2.2 Structure-based kinase profiling approach
The structure-based kinase profiling approach behind the ProfKin web server works via integrating molecular docking and interaction fingerprinting methods, as briefly described below: (i) the MOI inquired by users through the web interface is automatically defined the rotatable bonds, assigned partial charges/polar hydrogens, and transformed into pdbqt format using the AutoDockTools; (ii) the prepared MOI is submitted to execute molecular docking with each binding site in KinLigDB by calling AutoDock Vina, and top-ranked docking poses are generated for each binding site; (iii) for each docking pose, the IFP mode is generated using the same method as above-described for generating the reference IFP modes [30]; (iv) the similarity score between docking pose IFP and the reference IFP modes is calculated as described previously[30]; (v) a comprehensive index (Cvalue), integrating the advantages of docking and IFP similarity scores, is finally calculated and used for kinase ranking and profiling.
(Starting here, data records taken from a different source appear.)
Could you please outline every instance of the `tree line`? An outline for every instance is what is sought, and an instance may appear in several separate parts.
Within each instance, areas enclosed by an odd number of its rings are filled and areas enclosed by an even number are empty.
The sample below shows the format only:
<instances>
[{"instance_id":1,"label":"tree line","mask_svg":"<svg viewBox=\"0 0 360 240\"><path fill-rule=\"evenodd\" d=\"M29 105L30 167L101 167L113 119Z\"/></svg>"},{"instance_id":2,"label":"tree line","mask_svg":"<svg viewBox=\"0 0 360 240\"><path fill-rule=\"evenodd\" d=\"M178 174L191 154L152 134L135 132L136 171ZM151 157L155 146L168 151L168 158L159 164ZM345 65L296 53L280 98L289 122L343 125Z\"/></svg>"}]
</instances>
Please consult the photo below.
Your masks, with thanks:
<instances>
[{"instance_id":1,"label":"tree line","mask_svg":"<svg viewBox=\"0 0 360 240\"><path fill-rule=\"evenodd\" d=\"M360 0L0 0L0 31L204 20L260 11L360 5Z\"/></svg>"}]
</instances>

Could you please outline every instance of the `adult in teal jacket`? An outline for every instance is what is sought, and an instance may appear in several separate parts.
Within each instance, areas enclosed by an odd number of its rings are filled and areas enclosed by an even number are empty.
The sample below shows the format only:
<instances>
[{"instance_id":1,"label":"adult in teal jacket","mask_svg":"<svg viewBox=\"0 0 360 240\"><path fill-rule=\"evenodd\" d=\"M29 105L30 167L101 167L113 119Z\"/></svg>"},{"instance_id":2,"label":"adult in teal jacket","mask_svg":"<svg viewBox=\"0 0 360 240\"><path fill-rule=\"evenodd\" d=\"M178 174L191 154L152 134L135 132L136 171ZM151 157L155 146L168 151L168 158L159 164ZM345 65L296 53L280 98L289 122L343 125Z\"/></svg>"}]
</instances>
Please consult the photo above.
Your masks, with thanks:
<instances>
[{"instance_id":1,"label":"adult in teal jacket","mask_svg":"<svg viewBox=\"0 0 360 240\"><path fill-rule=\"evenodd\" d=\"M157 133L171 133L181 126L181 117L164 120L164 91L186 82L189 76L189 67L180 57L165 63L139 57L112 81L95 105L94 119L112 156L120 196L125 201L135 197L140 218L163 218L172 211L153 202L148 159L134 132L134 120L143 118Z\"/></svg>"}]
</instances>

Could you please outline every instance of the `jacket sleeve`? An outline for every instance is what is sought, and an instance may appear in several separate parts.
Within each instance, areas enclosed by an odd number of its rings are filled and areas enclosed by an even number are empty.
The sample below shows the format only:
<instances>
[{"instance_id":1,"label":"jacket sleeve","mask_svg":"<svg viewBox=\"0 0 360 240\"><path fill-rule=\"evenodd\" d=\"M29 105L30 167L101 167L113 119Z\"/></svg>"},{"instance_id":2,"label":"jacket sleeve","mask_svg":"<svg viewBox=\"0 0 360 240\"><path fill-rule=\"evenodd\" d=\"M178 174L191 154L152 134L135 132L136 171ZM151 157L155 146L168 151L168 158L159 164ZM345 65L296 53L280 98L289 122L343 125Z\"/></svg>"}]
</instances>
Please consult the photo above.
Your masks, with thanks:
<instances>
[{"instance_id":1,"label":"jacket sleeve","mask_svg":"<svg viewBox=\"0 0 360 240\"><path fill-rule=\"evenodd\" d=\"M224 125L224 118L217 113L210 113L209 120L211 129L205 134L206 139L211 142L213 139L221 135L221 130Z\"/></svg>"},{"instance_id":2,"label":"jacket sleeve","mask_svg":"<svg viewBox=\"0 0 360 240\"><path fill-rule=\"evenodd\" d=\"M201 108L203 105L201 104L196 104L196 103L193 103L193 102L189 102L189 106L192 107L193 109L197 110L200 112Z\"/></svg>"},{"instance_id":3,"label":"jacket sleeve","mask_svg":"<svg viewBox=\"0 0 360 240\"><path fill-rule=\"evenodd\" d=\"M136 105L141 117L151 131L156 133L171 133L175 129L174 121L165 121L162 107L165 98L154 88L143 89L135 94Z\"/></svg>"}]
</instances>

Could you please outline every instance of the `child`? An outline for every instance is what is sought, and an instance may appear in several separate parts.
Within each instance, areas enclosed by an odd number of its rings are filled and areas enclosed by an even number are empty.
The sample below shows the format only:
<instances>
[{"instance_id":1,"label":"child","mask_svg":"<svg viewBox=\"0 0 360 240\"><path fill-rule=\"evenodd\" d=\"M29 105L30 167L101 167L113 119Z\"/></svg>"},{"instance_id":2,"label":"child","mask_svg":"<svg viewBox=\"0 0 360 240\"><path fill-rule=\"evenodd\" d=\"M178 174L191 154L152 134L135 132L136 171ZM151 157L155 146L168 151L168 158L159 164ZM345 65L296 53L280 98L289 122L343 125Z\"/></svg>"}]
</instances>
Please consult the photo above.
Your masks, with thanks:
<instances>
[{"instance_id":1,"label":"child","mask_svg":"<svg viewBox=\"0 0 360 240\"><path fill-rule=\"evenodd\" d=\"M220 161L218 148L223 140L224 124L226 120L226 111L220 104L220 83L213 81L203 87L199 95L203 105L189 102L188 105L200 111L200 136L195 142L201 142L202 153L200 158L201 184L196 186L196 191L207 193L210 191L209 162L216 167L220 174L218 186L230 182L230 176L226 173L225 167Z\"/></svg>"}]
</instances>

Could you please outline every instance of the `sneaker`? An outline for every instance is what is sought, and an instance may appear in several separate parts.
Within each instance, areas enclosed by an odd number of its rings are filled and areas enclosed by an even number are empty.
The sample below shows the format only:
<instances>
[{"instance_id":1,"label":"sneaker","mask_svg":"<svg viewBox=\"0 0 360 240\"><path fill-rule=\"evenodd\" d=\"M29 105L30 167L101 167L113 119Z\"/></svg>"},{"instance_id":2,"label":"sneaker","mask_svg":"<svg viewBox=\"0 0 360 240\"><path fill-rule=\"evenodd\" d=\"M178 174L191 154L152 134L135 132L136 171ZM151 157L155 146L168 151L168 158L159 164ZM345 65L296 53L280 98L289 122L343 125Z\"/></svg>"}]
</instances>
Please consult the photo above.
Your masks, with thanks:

The combination of complementary molecular docking and IFP methods will probably yield improved prediction results.
2.3 Website development
The ProfKin web server (http://www.lilab-ecust.cn/profkin/) involves two main functions: providing searchable useful archives for kinase details and performing structural-based kinase profiling (Figure 1). It runs on a Linux system with Apache as the HTTP server. The web interfaces are implemented in PHP and JavaScript, which control the display behavior of the web page and respond to the operations performed by the users. The backend was developed using the Python programming language, with a MySQL database for storing the kinase annotations and the task details. The phylogenetic tree describing the kinase distribution of ranked kinases is available for each task using the Kinome Render tool [32]. The superimpositions of docking poses and reference ligands can be visualized and analyzed with a JavaScript-based web applet NGL Viewer [33]. The website requires browsers supporting HTML5 and ES6, and can work well on most of the mainstream browsers, such as Chrome/Chromium-kernel, Opera, Firefox, Edge, IE11, and Safari.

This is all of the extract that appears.